May 15, 2020

I was Always so Damn Strong (& Unhappy).

I grew up in a country that promotes machismo culture, so a great admiration of strong women developed within me. 

Any sign of female submission would instantly tense my muscles. I could not comprehend any allowance of this behavior in someone’s life. Early on in my years, I promised myself that I would never allow a man to dictate, order, or direct my life. 

Did I keep that promise? Well, that’s a good question with a complex answer. But, the important part, the lesson, was more about my inner world than men and the external patriarchy.

Through the years, I have focused on being strong. That strength was then defined and solidified by the 90s and early 2000s. I was an observant girl who kept her doubts to herself. Through my teen years, I took pride in doing as I wanted and never letting anyone rule over my decisions—I thought I was free.

In my early 20s, I met my husband. He is a Swedish man, and I saw he had no intention in controlling any part of my existence—a happy soul who emanated freedom of being, and the possibility of a peaceful life. So, I packed up and moved to Sweden to come across a totally different reality. 

It was one that forced me to question if my strength was, in fact, strength and if the freedom I took advantage of was genuinely free. Hint: it was not.

As my awareness expanded, I started to see a flaw in my beliefs concerning strength. Suddenly, it became apparent that my strength was more like a toxic, never surrender mentality.

The next piece of wisdom that followed was the understanding that in order to be strong, I needed a battle. I lived with a constant inner struggle that was reflected in my external world. I unknowingly kept creating fights to overcome, so I could prove to myself how strong I was.

I was unaware that I was the only participant; I believed that stopping the fight meant someone else was winning. In truth, I was feeding my ego.

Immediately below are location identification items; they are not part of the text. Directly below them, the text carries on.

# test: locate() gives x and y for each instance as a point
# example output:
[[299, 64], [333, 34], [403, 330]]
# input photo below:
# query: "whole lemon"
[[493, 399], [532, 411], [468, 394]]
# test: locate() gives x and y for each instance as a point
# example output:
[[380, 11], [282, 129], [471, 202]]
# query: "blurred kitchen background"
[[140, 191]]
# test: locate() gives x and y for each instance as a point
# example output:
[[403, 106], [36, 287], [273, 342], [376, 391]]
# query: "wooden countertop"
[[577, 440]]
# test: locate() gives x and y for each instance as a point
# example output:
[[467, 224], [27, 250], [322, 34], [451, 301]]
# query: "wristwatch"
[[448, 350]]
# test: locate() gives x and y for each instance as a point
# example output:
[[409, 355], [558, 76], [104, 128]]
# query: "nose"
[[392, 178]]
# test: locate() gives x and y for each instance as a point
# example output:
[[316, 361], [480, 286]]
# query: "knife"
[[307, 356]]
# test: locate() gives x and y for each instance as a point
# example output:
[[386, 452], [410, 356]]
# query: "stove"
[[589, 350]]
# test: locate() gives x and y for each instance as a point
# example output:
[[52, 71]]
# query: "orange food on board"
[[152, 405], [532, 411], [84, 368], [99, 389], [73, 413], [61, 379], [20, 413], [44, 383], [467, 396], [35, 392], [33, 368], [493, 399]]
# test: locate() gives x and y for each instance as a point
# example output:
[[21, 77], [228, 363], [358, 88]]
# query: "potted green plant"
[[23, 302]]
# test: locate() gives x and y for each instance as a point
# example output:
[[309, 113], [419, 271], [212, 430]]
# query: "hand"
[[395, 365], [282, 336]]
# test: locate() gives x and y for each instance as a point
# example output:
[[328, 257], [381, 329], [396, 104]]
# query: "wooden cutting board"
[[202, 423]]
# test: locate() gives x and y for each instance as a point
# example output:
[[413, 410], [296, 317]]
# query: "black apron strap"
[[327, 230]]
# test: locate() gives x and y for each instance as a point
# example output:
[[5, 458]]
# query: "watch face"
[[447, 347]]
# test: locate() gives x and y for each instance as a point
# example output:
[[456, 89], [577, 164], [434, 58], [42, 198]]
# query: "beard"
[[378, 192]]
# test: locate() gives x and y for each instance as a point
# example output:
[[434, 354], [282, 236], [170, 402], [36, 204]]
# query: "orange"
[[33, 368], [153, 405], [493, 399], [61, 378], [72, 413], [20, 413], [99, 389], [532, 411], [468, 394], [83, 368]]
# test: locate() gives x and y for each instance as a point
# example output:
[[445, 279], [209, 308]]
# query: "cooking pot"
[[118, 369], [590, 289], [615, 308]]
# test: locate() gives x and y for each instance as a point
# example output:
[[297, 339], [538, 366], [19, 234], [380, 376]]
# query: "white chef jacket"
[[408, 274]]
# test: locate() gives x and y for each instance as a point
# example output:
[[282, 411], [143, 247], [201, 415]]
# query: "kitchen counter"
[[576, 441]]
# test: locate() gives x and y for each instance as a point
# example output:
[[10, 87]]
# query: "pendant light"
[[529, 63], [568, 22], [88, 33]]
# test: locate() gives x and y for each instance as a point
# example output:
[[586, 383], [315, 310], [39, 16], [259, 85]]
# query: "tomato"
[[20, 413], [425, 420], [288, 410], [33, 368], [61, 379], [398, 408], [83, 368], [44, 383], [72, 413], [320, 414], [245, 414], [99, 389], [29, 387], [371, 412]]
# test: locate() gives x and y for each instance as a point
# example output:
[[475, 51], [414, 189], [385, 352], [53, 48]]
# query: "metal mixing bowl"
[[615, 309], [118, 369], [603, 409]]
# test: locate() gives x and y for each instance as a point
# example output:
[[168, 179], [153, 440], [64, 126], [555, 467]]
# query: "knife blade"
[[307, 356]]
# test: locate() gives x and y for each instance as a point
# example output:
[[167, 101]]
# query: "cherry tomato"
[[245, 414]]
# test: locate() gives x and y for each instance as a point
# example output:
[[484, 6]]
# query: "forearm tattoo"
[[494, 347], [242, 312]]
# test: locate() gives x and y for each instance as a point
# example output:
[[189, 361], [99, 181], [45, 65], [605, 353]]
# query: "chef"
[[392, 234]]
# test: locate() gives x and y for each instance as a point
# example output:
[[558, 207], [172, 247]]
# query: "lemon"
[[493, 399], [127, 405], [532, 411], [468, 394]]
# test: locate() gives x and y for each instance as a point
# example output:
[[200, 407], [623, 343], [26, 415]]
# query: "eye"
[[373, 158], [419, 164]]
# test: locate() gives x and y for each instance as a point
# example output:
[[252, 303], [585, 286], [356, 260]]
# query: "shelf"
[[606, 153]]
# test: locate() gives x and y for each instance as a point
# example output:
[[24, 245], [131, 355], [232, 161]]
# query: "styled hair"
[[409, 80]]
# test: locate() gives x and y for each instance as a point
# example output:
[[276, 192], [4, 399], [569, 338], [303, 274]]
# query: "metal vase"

I was making myself feel big while the underlying reality was that I felt insignificant. 

I couldn’t accept this truth because I didn’t know it existed. I didn’t know my strength was a cover-up for my existential fear of insignificance.

Finally, I realized the freedom I had created for myself was only superficial. I was a prisoner, my beliefs were the cage, and only I could find the key to liberation.

Once I realized the truth, I was liberated from the lie. I had removed a layer of distortion from my perception, and the internal fight finally ceased.

Don’t get me wrong, my problems didn’t just vanish. I still had to bring it down to earth, and reeducate myself on approaching life from this new perspective. My behavior had been in “reaction mode” for so long I needed time for my instincts to change. I needed silence and patience to align my feelings and thoughts to this newly found reality.

Reality depends on perception, perception depends on the level of awareness acquired, and the level of awareness depends on the will to understand life holistically.

In the past, I was living and looking outward. I had an unrecognized need to please my ego because I didn’t know what was underneath. I lived with a continuous need for strength, an endless attempt to fill a broken glass. 

Now, I’m looking within. The fight has become a curiosity. The pushback has dissolved into awareness, and the need to please is now the road to self-acceptance. 

Strength without wisdom is an external fight that pleases the ego and keeps one in the loop of confusion.

Strength with wisdom respects all stages, levels, and processes on the path to self-recognition, it works based on love, and its proof is experienced through evolution.